Sunday, November 9, 2008

How did we miss the Internet for 20+ years?

If you take a look at this article on Wikipedia, you'll see the history of the "internet" which became a commercially available entity in the late 80s and commonplace by the mid 90s. However, if you look at this site (on ZagerGuitar.com, which is where the retiring Denny Zager sells his custom guitars), you'll see that, apparently, Zager Guitar was providing online video guitar lessons since 1969. Look at the logo in the upper left corner:

ZagerGuitar
EZ-Play Guitars - Online Video Lessons - Since 1969

What? PCs weren't even available until the mid- to late-70s... so where did you have to go to get these online video lessons? And why did it take another 20 years for "online" to become commonplace? This is baffling to me.
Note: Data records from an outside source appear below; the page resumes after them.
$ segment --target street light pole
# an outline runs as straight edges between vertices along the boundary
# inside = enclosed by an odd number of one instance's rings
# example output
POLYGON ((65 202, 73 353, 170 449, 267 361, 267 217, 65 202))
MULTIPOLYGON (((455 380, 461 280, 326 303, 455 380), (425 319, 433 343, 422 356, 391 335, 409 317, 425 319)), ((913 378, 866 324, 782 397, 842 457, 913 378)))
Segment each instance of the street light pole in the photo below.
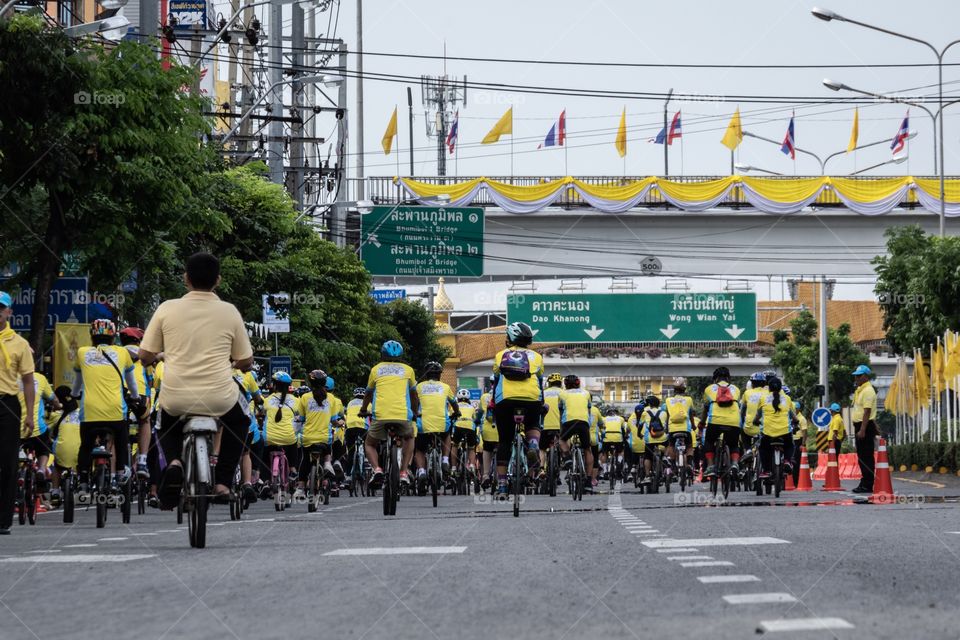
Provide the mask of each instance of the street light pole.
MULTIPOLYGON (((750 133, 749 131, 744 131, 744 132, 743 132, 743 135, 747 136, 748 138, 756 138, 757 140, 763 140, 764 142, 770 142, 770 143, 772 143, 772 144, 777 145, 778 147, 779 147, 780 144, 781 144, 780 142, 777 142, 777 141, 774 140, 773 138, 764 138, 763 136, 758 136, 757 134, 755 134, 755 133, 750 133)), ((794 146, 793 148, 797 151, 797 153, 805 153, 806 155, 808 155, 808 156, 812 157, 814 160, 816 160, 817 163, 820 165, 820 175, 823 175, 823 165, 824 165, 824 163, 823 163, 823 160, 820 159, 820 156, 818 156, 817 154, 815 154, 815 153, 812 152, 812 151, 807 151, 806 149, 801 149, 801 148, 798 147, 798 146, 794 146)))
POLYGON ((670 160, 667 147, 670 146, 670 131, 667 129, 667 107, 670 105, 670 97, 673 95, 673 87, 667 92, 667 99, 663 101, 663 177, 670 175, 670 160))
Oh, and Denny Zager - he's part of the duo Zager & Evans, who had a single hit: "In the Year 2525" - interesting song:



Zager since has primarily been a luthier, originally customizing others' guitars, then hand-building his own custom guitar line. He's retiring this year, though. You can still find some of his guitars (or guitars customized by him) on eBay (just mentioning in case you're interested).

2 comments:

  1. You got that song stuck in my head.

    Understand, that I have been carefully avoiding that song for several years now. Because once it gets stuck in my head, it takes forever to get out.

    I blame you Tony, if I'm singing it at Christmas.